What was the worm doing there, at heaven’s gate?
But now it had eaten heaven, now the light along
The coast was real, & was light. Now there was nothing,
Nothing but the empty, stretching arm of the beach
Beneath the empty clouds. It was up to him to put it
Back together, & he thought he might begin now
With the wave sprawl on the rock & the tern’s cry.
Outside, the scent of exhaust, the smell of baking
Bread, seemed more familiar now than the smell
Of sex, that sudden garlic overwhelming the dry
Lilac that had become the body of his wife.
The hymen of his soul parted as he walked
For traffic, for the rain changing back again to snow.

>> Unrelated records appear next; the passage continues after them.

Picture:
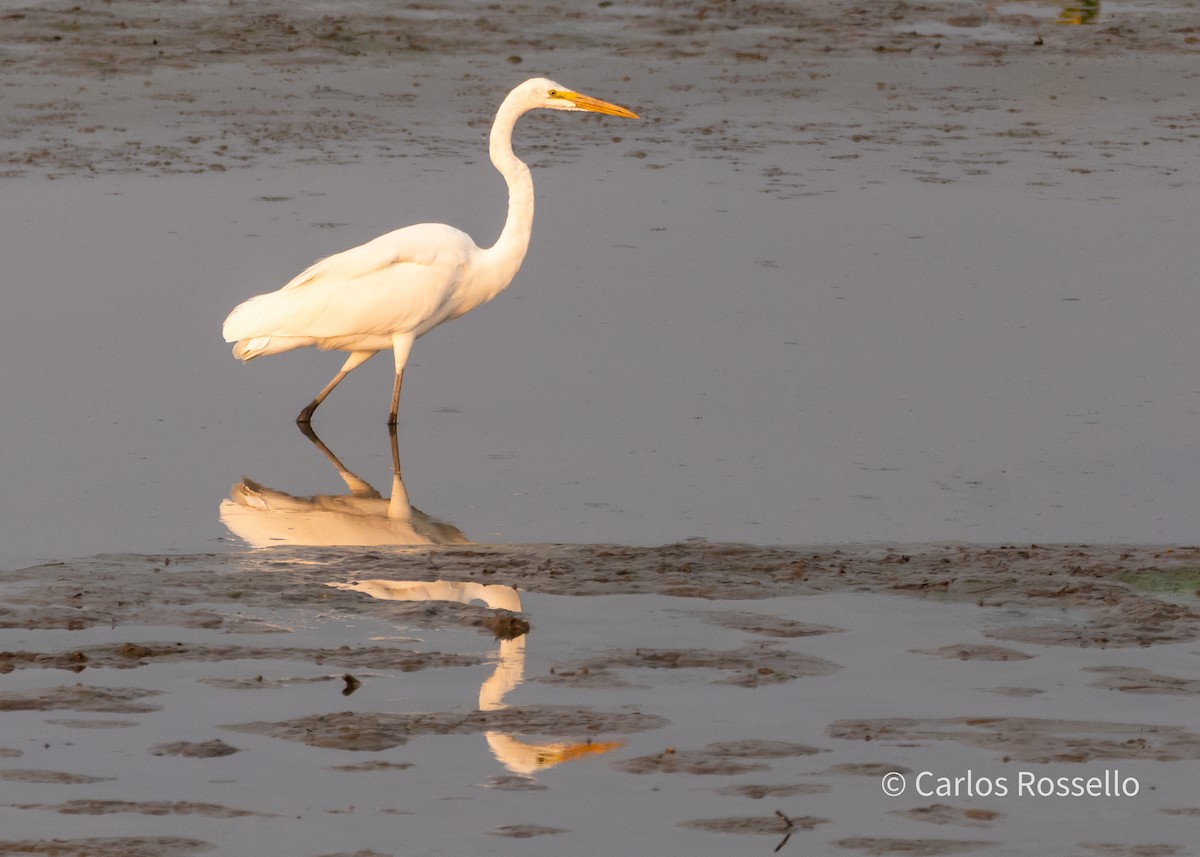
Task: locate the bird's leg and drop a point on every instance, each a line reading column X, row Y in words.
column 401, row 343
column 395, row 399
column 353, row 361
column 358, row 486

And the home he enters is not his home although
A doily on a sofa seems the perfect expression
Of a perfect quiet except . . .it isn’t there. He’d taken
Those exuberant, tasteless fantails of a distant aunt
And thrown them in the trash bin years ago . . . 
He looks again & hears her saying “It’ll be all right,”
He sees that the doily isn’t there, sees that the only
Embroidery is invisible, is what the quiet
Is making within the stillness of the study.
He hears his wife’s step, then the creak of her chair
Above him. She is reading there in her room or sewing
Something. She is there. And she is not there.
He closes his eyes a moment & sees a rock,
And then the sprawl of a wave against the rock,
And then the gleaming rock again, & he feels afraid.
Had the woman creaking in the chair above him
Become a rock & the sprawl of a wave against
The rock? Had she become the terns’ cries
As they gathered once, just once, into a tight,
Converging knot above the surf that just
As suddenly undid itself, & was not, was gone
Like the drying froth the wave left as it receded,
Like the windblown sparks of a fire on a beach
That left him walking there alone in winter?
He hears the creaking of her chair on the floor above—
What will he say of them? Her step, the creaking
Of her chair is asking, asking, asking: it is defiant.
He bends his head a little as if he is listening
To the wood grain in his desk turn into music.
But the grain in the wood is silent & the boy is dead.
And the sad whorls of flesh, or wood swirl of the knuckle
Above the forefinger, thumb, & middle finger that hold on
Tight to the pen, Swan or Waterman, for the carnival ride,
Hesitate a second at the top of the rickety scaffold—
At the top of the Wild Worm he can smell the sea—
Before the steep drop, the rush through the summer air,
On which is written “It is an illusion that we ever lived.”
It is what the wave sprawl on the rock said & the boy
Who was dead. What is not written anywhere is what
Was said in the moment after—said finally & once
To the bare breasts of the woman kneeling there,
To the manicurist herself chewing gum on the bus
As she goes home to her small apartment, living alone,
The lights of the city glittering in the snowy air;
Said so that it can never be unsaid, by the creaking
Of his wife’s chair, by the ironic scraping of limbs
Against a wall, until the two sounds are all there is—
Filling the house with their brief & thoughtless triumph.